Cryptococcus neoformans; MAPK; Ste50; Pheromone; Stress response
Great progress has been made in understanding the regulation of expression of genes involved in secondary metabolism. Less is known about the mechanisms that govern the spatial distribution of the enzymes, cofactors, and substrates that mediate catalysis of secondary metabolites within the cell. Filamentous fungi in the genus Aspergillus synthesize an array of secondary metabolites and provide useful systems to analyze the mechanisms that mediate the temporal and spatial regulation of secondary metabolism in eukaryotes.
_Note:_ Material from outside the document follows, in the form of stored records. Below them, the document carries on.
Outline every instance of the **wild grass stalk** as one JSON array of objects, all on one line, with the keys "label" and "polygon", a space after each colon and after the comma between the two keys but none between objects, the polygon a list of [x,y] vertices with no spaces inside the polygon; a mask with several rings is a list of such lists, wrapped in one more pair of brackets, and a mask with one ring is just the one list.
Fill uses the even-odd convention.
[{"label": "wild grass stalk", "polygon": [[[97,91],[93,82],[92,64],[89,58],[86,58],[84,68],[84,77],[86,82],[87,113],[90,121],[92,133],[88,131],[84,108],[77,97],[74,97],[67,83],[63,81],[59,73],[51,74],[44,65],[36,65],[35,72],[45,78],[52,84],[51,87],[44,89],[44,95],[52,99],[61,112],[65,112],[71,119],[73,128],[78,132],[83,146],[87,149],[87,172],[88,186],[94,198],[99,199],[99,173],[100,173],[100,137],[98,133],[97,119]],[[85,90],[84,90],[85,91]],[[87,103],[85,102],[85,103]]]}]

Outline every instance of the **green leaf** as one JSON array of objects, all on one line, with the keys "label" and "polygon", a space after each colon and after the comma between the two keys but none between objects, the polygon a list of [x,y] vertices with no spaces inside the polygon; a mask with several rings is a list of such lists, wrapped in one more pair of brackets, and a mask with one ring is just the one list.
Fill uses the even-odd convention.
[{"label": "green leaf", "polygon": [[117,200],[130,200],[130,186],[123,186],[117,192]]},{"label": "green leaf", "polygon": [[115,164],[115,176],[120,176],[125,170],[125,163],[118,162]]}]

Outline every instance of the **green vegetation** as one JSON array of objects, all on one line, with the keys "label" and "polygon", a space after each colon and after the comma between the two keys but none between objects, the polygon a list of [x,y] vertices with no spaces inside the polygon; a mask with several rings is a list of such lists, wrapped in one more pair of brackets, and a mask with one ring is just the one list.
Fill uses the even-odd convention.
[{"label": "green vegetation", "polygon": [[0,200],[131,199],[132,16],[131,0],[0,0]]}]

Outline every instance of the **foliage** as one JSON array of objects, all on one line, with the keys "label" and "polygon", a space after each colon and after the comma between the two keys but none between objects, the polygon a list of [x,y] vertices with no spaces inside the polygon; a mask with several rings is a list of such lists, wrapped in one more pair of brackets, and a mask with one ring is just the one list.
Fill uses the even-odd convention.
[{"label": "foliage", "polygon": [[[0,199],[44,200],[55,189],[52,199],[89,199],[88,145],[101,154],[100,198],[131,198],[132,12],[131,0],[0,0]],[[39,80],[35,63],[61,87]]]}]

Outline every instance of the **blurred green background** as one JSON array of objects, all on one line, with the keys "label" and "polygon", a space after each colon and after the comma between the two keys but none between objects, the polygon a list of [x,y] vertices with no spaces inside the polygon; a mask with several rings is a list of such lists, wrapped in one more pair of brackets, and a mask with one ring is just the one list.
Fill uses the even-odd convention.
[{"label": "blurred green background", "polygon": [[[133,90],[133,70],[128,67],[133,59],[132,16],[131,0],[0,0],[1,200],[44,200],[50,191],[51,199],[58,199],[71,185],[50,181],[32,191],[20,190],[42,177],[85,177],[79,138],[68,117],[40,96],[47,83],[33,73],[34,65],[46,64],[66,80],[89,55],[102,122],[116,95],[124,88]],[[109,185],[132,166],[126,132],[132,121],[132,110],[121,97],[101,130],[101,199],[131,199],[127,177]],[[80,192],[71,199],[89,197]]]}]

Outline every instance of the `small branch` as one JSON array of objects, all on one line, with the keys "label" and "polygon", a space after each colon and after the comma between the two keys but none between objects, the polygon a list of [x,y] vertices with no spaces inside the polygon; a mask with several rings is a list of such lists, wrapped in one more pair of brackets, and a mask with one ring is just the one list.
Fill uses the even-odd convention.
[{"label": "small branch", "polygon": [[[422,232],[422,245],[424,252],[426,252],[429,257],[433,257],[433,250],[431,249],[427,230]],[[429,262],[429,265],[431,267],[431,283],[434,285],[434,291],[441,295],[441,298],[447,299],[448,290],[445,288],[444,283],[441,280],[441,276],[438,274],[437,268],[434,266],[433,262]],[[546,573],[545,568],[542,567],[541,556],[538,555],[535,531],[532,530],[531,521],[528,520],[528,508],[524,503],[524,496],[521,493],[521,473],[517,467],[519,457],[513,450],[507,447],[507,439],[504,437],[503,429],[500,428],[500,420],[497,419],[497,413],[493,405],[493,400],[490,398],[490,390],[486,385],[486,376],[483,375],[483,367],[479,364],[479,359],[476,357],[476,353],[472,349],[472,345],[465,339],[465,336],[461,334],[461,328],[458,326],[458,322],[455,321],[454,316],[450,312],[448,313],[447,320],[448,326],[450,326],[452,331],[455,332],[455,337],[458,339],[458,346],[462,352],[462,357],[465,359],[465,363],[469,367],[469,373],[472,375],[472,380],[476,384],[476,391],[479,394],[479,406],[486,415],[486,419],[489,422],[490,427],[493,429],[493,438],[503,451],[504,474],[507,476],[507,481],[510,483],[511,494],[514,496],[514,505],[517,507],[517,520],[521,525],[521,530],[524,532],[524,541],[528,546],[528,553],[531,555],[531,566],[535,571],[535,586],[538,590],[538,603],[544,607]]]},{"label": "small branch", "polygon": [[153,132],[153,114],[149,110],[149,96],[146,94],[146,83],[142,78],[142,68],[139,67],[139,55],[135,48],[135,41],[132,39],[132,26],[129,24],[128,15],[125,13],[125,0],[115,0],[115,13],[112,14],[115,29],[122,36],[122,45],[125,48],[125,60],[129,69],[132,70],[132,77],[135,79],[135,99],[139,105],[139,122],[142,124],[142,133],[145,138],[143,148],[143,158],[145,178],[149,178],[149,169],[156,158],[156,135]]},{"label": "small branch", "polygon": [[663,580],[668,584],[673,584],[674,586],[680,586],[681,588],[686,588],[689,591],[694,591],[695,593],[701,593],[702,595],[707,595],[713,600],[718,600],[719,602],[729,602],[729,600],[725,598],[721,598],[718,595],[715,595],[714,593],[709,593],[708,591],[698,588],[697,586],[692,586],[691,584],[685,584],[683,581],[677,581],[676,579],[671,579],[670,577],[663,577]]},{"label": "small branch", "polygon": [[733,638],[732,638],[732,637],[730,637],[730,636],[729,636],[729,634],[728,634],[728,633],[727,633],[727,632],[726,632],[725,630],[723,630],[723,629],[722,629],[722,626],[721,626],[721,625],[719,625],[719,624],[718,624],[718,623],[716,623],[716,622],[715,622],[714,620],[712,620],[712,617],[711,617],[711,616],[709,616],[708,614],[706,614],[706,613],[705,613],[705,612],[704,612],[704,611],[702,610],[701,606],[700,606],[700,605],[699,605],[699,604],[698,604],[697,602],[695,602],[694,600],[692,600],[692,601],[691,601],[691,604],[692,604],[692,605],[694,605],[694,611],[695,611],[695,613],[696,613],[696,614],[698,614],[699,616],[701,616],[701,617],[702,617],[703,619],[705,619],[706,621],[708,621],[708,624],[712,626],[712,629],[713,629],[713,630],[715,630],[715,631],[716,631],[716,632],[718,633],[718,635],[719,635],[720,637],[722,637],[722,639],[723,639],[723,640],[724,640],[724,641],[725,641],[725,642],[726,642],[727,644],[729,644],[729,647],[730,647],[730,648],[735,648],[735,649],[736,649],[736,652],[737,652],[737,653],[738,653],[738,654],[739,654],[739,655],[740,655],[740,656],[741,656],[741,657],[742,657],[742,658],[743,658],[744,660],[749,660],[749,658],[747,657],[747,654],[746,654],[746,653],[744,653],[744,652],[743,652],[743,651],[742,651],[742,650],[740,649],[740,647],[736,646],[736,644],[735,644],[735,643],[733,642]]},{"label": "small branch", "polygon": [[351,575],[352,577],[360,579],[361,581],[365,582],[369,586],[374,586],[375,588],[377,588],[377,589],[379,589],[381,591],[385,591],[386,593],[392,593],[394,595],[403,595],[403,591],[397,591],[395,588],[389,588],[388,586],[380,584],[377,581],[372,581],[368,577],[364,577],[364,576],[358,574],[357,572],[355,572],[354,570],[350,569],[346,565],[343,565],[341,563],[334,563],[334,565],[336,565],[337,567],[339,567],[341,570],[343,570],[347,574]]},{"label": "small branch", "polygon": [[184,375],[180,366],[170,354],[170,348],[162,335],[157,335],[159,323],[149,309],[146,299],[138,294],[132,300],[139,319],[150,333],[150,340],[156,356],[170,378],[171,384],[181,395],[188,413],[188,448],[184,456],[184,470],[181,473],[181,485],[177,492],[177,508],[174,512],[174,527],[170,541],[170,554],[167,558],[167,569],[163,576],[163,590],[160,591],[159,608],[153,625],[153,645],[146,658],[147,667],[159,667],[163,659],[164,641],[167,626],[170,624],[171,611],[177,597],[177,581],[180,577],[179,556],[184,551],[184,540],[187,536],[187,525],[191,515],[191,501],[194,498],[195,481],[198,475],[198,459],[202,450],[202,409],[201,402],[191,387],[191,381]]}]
For example, aflatoxin biosynthesis in A. parasiticus has been studied intensively because this mycotoxin is highly toxic, mutagenic, and carcinogenic in humans and animals. Using aflatoxin synthesis to illustrate key concepts, this review focuses on the mechanisms by which sub-cellular compartmentalization and intra-cellular molecular traffic contribute to the initiation and completion of secondary metabolism within the cell. We discuss the recent discovery of aflatoxisomes, specialized trafficking vesicles that participate in the compartmentalization of aflatoxin synthesis and export of the toxin to the cell exterior; this work provides a new and clearer understanding of how cells integrate secondary metabolism into basic cellular metabolism via the intracellular trafficking machinery.